Mon Laferte está en Guatemala. Hoy es su concierto y me parece maravilloso. Pero ahí me quedaré, con la maravilla en la imaginación. Porque alguien anónimo, en algún tiempo remoto dictó una ley de invisible código que prohíbe a las mujeres con brújula cronológica disparatada asistir a eventos de juventud. Vaya tristeza. Resulta que Mon me fascina. Tiene su ladín rockero, no del todo compatible con mis años, pero la gran mayoría de sus canciones hablan y me hablan en directo y a todo pulmón. Me gustan su garbo y su dulzura, alucino con la libertad que la mueve o la detiene.
Las letras de sus canciones, caramba, ¡qué asunto franco! Sé de memoria tantas que podría acompañarla sin tapujos. Si no lo hago es porque nací en el siglo XX, en el año de la luna, mi niñez paleolítica fue setentera. Ya saben, la ley invisible me exige recato, a pesar de que la brújula que guía mis tiempos atemporales me tiene encantada y contenta. Por eso hoy me siento musicalmente fragmentada. Qué pena perderme a Mon, su voz y sus canciones de amor primaveral, qué pena no ver el clavel en su cabello, ni contarle los tatuajes mientras toca su guitarra.
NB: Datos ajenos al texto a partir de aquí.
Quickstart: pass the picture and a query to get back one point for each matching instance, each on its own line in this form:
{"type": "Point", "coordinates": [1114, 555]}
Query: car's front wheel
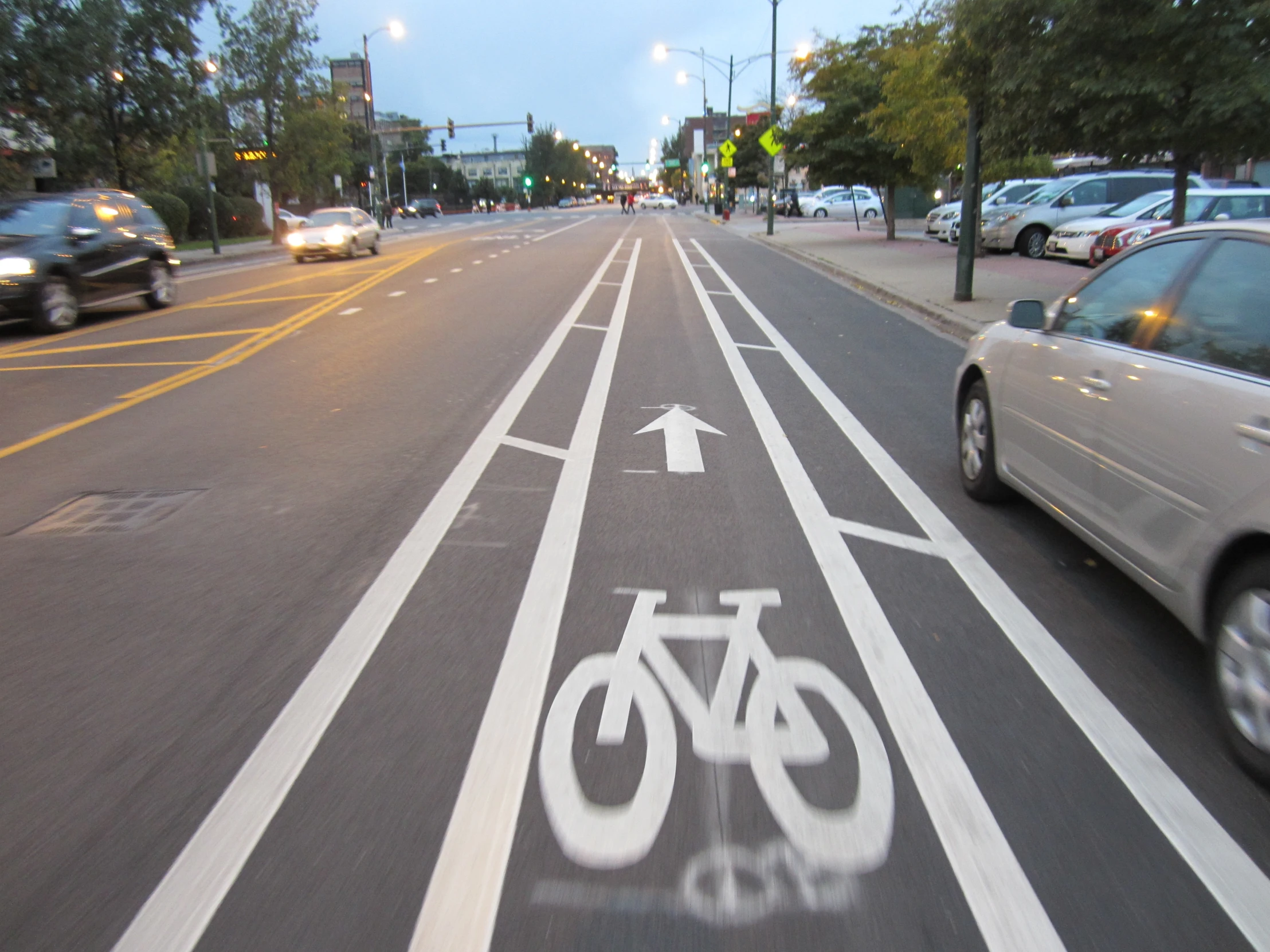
{"type": "Point", "coordinates": [163, 286]}
{"type": "Point", "coordinates": [1240, 663]}
{"type": "Point", "coordinates": [977, 447]}
{"type": "Point", "coordinates": [56, 306]}
{"type": "Point", "coordinates": [1032, 242]}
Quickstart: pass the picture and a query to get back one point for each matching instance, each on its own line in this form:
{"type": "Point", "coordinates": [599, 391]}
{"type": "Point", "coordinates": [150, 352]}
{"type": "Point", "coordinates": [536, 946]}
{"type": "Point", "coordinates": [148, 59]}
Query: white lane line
{"type": "Point", "coordinates": [901, 540]}
{"type": "Point", "coordinates": [182, 906]}
{"type": "Point", "coordinates": [535, 447]}
{"type": "Point", "coordinates": [540, 238]}
{"type": "Point", "coordinates": [467, 884]}
{"type": "Point", "coordinates": [1230, 875]}
{"type": "Point", "coordinates": [1001, 899]}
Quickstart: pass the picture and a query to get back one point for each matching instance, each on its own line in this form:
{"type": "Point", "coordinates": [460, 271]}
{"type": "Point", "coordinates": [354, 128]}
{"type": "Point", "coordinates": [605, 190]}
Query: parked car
{"type": "Point", "coordinates": [1025, 227]}
{"type": "Point", "coordinates": [1202, 204]}
{"type": "Point", "coordinates": [60, 253]}
{"type": "Point", "coordinates": [422, 207]}
{"type": "Point", "coordinates": [336, 233]}
{"type": "Point", "coordinates": [1133, 410]}
{"type": "Point", "coordinates": [291, 220]}
{"type": "Point", "coordinates": [939, 220]}
{"type": "Point", "coordinates": [845, 204]}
Nadie me hizo ganas, esa es la verdad. La brújula de mis contemporáneos va en tradicional dirección. El don de la casa, quien a veces me lleva para su susto y para mi gusto, no se alinea con posturas modernas. Escuchar de pie no es lo suyo. ¿Cómo explicar? En Mon se encuentra algo de Amy Whinehouse, de Chabela Vargas, de Edith Piaf. Pero Mon es Mon. Única. Y con la brújula más destartalada que nunca armo esta pataleta gramatical como si fuera niña. Ahí está. Ya la escribí. Me voy a cumplir mi sentencia de time out… con Mon en mis audífonos.